Cover Crops Build Soil

Author: Raylene Nickel 

Cow-calf producer and no-till farmer Lance Gartner, Glen Ullin, North Dakota, grows full-season cover crops to build soil health and to provide early-winter grazing for cows.

Soil organic matter has increased as a result of the multispecies cover crops and the fertility contributed by cattle manure and urine. “Before I started growing cover crops seven years ago, soil tests showed my no-till soils had 2.3% to 2.9% organic matter,” says Gartner. “In recent years, my soils have tested 3.7% to 4.25% organic matter.”

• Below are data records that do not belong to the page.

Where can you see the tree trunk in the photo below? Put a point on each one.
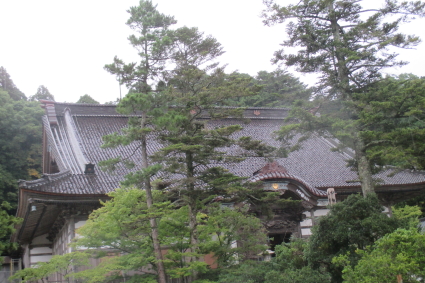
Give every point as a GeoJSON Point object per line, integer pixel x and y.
{"type": "Point", "coordinates": [193, 224]}
{"type": "Point", "coordinates": [363, 167]}
{"type": "Point", "coordinates": [149, 202]}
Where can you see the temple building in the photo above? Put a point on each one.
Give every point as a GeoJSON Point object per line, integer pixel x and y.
{"type": "Point", "coordinates": [72, 185]}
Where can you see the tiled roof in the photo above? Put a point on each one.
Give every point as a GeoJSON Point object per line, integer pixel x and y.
{"type": "Point", "coordinates": [75, 138]}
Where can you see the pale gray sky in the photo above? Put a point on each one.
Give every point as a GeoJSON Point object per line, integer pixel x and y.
{"type": "Point", "coordinates": [65, 44]}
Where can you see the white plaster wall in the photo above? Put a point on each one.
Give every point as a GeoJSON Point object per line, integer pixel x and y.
{"type": "Point", "coordinates": [40, 258]}
{"type": "Point", "coordinates": [80, 223]}
{"type": "Point", "coordinates": [306, 222]}
{"type": "Point", "coordinates": [307, 214]}
{"type": "Point", "coordinates": [305, 231]}
{"type": "Point", "coordinates": [321, 212]}
{"type": "Point", "coordinates": [41, 250]}
{"type": "Point", "coordinates": [40, 240]}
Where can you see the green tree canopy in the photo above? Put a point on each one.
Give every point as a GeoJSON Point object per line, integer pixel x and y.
{"type": "Point", "coordinates": [348, 46]}
{"type": "Point", "coordinates": [20, 144]}
{"type": "Point", "coordinates": [8, 85]}
{"type": "Point", "coordinates": [277, 89]}
{"type": "Point", "coordinates": [353, 224]}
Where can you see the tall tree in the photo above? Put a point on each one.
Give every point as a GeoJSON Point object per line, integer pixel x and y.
{"type": "Point", "coordinates": [392, 114]}
{"type": "Point", "coordinates": [277, 89]}
{"type": "Point", "coordinates": [192, 149]}
{"type": "Point", "coordinates": [348, 45]}
{"type": "Point", "coordinates": [355, 223]}
{"type": "Point", "coordinates": [152, 42]}
{"type": "Point", "coordinates": [8, 85]}
{"type": "Point", "coordinates": [42, 93]}
{"type": "Point", "coordinates": [20, 144]}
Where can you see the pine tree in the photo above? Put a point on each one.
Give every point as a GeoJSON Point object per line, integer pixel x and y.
{"type": "Point", "coordinates": [348, 45]}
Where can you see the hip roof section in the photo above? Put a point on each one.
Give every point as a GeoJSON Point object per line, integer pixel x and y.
{"type": "Point", "coordinates": [75, 139]}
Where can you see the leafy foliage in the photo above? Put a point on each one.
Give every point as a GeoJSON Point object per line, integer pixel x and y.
{"type": "Point", "coordinates": [350, 225]}
{"type": "Point", "coordinates": [396, 255]}
{"type": "Point", "coordinates": [277, 89]}
{"type": "Point", "coordinates": [8, 85]}
{"type": "Point", "coordinates": [348, 45]}
{"type": "Point", "coordinates": [393, 121]}
{"type": "Point", "coordinates": [20, 144]}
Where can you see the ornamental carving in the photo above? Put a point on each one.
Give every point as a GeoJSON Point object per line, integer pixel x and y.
{"type": "Point", "coordinates": [280, 224]}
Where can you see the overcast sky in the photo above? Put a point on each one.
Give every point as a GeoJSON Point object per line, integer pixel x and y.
{"type": "Point", "coordinates": [64, 45]}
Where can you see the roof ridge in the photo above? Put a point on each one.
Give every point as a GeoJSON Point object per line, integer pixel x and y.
{"type": "Point", "coordinates": [45, 178]}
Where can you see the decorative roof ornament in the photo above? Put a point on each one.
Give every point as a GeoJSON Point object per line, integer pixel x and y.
{"type": "Point", "coordinates": [273, 167]}
{"type": "Point", "coordinates": [89, 168]}
{"type": "Point", "coordinates": [331, 196]}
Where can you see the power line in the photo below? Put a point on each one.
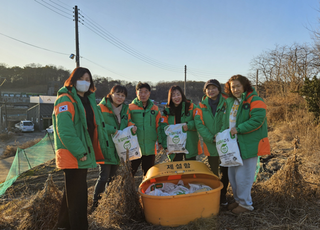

The building of soil organic matter results in a reduced need for applying nitrogen (N) to wheat and corn. Gartner has reduced commercial N use for these crops by 60%, and sometimes he eliminates fertilizer applications altogether.

The yardstick guiding Gartner’s N-application rate is his estimate of N mineralizing from the organic matter. “The unavailable nitrogen doesn’t show up on soil tests, and what mineralizes is not immediately available to plants,” he says. “It becomes available to the crop slowly throughout the growing season.

“I allocate about 1,000 pounds per acre of unavailable N for each percent of organic matter,” he says. “I then figure 1% of this 1,000 pounds of unavailable N will mineralize. This yields 10 pounds of available N. When multiplied times 4% of organic matter, the result is a nitrogen credit of 40 pounds of available N per acre.”